William E Feeney is a field biologist based between the University of Cambridge (UK) and the University of Queenlsand (AUS). His research focuses on understanding why animals are the way they are, and do the things they do.

Opportunities

You should definitely check this page out if you're keen on joining my lab. I'll post opportunities here as they become available... So watch this space!

William E Feeney is a field biologist based between the University of Cambridge (UK) and the University of Queenlsand (AUS). His research focuses on understanding why animals are the way they are, and do the things they do.

A newly hatched little bronze-cuckoo (photo: James Kennerley).

A newly hatched little bronze-cuckoo (photo: James Kennerley).

A juvenile brush cuckoo being weighed (photo: Lacey Clarke).

A juvenile brush cuckoo being weighed (photo: Lacey Clarke).

An adult white-browed scrubwren (right) feeding a fledgling fan-tailed cuckoo (left) (photo: Cameryn Brock)

An adult white-browed scrubwren (right) feeding a fledgling fan-tailed cuckoo (left) (photo: Cameryn Brock)

The 2016/2017 crew (from back left to front right): Colleen Poje, Miles Scheuering, Will Feeney, James Kennerley, Lacey Clarke, Tom Ryan.

The 2016/2017 crew (from back left to front right): Colleen Poje, Miles Scheuering, Will Feeney, James Kennerley, Lacey Clarke, Tom Ryan.

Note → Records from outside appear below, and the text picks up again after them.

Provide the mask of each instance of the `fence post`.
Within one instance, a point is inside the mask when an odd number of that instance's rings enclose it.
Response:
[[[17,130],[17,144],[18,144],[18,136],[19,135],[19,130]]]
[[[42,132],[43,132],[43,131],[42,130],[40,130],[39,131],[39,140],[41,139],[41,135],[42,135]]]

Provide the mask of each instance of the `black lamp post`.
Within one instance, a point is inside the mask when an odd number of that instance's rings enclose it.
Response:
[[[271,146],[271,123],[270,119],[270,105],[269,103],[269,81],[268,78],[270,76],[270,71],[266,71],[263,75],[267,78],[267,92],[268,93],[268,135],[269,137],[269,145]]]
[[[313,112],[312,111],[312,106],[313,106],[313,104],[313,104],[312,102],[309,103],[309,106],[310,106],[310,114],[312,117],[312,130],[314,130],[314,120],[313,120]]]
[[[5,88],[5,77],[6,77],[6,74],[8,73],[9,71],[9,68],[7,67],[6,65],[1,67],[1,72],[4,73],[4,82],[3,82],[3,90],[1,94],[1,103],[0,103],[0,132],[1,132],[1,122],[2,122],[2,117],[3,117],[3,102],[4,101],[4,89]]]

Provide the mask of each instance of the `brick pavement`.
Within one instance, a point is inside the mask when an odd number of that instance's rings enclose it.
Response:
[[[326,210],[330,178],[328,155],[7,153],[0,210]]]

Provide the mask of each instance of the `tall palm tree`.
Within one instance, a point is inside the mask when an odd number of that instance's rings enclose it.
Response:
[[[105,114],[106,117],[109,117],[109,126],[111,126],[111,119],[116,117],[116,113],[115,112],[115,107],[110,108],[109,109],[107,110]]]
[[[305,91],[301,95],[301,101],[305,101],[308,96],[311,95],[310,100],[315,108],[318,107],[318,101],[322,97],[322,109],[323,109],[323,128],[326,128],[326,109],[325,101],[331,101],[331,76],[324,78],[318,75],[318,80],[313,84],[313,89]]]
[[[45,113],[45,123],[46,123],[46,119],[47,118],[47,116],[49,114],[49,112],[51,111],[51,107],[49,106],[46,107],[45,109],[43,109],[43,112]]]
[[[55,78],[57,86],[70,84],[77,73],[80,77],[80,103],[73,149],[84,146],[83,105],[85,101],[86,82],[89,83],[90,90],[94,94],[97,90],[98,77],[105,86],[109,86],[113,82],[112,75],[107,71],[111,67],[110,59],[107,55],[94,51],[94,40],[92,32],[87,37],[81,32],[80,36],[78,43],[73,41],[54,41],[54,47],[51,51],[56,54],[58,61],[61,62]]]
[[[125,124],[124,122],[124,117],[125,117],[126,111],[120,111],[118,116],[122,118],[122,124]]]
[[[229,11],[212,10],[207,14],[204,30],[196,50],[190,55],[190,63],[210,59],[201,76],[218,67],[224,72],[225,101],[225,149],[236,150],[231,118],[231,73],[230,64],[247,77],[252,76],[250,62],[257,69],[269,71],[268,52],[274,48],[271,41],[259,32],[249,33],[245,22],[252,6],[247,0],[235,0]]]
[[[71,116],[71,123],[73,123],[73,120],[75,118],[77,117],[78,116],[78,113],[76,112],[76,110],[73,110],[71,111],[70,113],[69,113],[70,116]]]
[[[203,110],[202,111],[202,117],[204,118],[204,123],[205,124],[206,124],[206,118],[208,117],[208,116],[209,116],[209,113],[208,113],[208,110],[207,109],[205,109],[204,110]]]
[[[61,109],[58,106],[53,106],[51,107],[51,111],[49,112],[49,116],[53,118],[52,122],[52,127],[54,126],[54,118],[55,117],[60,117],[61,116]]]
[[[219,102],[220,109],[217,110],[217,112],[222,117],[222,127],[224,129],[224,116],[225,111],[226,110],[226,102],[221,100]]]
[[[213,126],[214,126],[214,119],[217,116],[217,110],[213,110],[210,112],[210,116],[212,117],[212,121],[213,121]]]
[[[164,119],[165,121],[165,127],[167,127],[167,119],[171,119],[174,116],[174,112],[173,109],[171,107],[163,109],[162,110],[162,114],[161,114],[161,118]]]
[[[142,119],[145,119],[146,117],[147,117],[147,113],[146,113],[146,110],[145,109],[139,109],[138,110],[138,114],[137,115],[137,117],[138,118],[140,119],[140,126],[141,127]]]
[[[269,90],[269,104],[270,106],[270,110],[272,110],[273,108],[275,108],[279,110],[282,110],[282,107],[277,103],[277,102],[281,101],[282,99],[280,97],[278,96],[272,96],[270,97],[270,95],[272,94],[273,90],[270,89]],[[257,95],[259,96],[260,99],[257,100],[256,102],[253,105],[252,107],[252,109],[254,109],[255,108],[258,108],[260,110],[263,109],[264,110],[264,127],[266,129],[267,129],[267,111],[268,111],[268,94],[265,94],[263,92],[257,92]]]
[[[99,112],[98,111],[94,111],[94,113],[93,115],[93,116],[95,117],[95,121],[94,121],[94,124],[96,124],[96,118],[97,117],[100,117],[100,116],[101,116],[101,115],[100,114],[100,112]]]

If you are interested in becoming involved (either as a volunteer, student or collaborator), or would like more information about my research, I'd recommend you check out this website, our Instagram (@samsonvalebirdproject) and / or contact me directly: w.feeney [at] uq.edu.au

 

Current openings:

 

Volunteer Field Assistants: Cuckoo-host interactions near Brisbane, Australia

 

Location: near Brisbane, QLD, Australia

Duration: 5 months (mid-August 2017 – mid-January 2018)

Job Type: Volunteer

Number of Openings: 4

Description: Volunteer field assistants required from ~ Aug 10 2017 – 5 Jan 2018 for behavioural / evolutionary ecology research in Queensland, Australia.

Volunteers are sought to assist with a long-term project investigating the interactions between brood parasitic cuckoos and their hosts around Lake Samsonvale, near Brisbane, QLD, Australia. This will be the third year of the project (see our instagram: @samsonvalebirdproject for photos and a general idea of what to expect).  This year we will continue to collect long-term monitoring data on multiple species of cuckoo and host, run behavioural experiments, colour-band individuals and collect genetic samples.

The study is led Dr. William Feeney, a research fellow at the University of Queensland (AUS) (for additional information on Dr. Feeney’s work, see http://www.williamefeeney.com), and is run in collaboration with researchers from the Cornell Laboratory of Ornithology (for additional information, see http://www.nbb.cornell.edu/neurobio/websterlab/index.html). There will be opportunities to assist with both projects if desired (the latter investigating behavioural and evolutionary ecology of fairy-wrens). We encourage volunteers to become involved in the research whenever possible (e.g. last year’s team has recently submitted a paper detailing cuckoo development from hatching to fledging). In addition, there will be opportunities for periodic paper discussion groups, workshops and lectures to help our volunteers develop skills that are useful for graduate school applications or a career in field ecology.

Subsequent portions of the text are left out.